Educated by Tara Westover

(Dquinnelly1!) #1

When I was a child, I waited for my mind to grow, for my


experiences to accumulate and my choices to solidify, taking shape into
the likeness of a person. That person, or that likeness of one, had
belonged. I was of that mountain, the mountain that had made me. It
was only as I grew older that I wondered if how I had started is how I
would end—if the first shape a person takes is their only true shape.


As I write the final words of this story, I’ve not seen my parents in
years, since my grandmother’s funeral. I’m close to Tyler, Richard and
Tony, and from them, as well as from other family, I hear of the
ongoing drama on the mountain—the injuries, violence and shifting
loyalties. But it comes to me now as distant hearsay, which is a gift. I
don’t know if the separation is permanent, if one day I will find a way
back, but it has brought me peace.


That peace did not come easily. I spent two years enumerating my
father’s flaws, constantly updating the tally, as if reciting every
resentment, every real and imagined act of cruelty, of neglect, would
justify my decision to cut him from my life. Once justified, I thought
the strangling guilt would release me and I could catch my breath.
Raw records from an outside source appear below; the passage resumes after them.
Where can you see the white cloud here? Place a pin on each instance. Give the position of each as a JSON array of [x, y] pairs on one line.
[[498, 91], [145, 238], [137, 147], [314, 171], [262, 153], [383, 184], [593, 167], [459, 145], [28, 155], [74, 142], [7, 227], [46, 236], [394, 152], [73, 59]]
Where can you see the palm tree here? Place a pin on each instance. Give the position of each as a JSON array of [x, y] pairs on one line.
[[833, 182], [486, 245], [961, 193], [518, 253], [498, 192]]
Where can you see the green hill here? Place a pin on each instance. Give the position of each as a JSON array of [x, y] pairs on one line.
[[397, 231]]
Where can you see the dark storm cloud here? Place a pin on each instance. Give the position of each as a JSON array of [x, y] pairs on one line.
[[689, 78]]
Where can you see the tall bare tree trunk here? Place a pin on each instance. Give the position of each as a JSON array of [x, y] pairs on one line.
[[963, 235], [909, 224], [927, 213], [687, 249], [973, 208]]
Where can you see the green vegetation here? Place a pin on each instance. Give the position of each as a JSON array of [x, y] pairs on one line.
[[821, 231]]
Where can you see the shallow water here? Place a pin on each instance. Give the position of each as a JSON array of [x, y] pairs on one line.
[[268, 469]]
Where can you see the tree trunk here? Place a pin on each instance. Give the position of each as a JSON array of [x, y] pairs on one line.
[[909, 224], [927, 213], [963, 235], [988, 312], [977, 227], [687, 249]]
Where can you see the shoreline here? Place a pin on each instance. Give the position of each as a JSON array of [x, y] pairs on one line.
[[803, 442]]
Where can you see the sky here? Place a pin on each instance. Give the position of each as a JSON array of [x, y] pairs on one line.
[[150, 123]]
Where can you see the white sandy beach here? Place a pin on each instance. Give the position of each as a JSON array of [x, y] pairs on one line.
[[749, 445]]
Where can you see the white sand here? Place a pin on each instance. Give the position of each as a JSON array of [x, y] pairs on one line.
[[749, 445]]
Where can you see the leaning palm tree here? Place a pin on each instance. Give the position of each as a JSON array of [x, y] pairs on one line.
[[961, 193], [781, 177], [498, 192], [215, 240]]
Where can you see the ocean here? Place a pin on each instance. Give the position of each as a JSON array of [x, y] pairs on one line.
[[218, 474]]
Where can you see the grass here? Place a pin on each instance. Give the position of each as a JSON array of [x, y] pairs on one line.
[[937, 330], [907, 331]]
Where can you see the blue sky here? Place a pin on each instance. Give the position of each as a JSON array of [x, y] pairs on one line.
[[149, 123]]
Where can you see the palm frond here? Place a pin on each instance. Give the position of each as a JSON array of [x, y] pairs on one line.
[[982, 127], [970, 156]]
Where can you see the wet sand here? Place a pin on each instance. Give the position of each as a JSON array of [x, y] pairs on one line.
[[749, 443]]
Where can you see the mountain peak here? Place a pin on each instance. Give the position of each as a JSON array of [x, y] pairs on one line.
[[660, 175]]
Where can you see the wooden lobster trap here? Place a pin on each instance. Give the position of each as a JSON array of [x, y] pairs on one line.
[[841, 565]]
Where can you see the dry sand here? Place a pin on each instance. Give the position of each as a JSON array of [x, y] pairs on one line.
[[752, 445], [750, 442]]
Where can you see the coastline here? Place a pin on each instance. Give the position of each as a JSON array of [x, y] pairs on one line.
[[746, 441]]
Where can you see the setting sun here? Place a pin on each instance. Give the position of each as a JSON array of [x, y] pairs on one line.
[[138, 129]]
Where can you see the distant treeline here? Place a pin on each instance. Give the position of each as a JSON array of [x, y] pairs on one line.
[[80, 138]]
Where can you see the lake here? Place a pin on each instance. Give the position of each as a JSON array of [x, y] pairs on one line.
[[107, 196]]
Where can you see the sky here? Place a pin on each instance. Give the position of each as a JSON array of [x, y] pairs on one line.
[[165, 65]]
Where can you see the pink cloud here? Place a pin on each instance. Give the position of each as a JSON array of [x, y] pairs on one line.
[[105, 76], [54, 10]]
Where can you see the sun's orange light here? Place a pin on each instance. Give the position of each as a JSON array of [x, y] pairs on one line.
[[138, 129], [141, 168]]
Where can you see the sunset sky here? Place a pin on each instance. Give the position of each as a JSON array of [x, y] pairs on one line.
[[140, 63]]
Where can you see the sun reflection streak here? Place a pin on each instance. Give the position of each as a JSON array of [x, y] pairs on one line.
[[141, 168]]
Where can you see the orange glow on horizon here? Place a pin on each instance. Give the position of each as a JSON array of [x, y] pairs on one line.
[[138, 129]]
But vindication has no power over guilt. No amount of anger or rage
directed at others can subdue it, because guilt is never about them.
Guilt is the fear of one’s own wretchedness. It has nothing to do with
other people.


I shed my guilt when I accepted my decision on its own terms,
without endlessly prosecuting old grievances, without weighing his
sins against mine. Without thinking of my father at all. I learned to
accept my decision for my own sake, because of me, not because of
him. Because I needed it, not because he deserved it.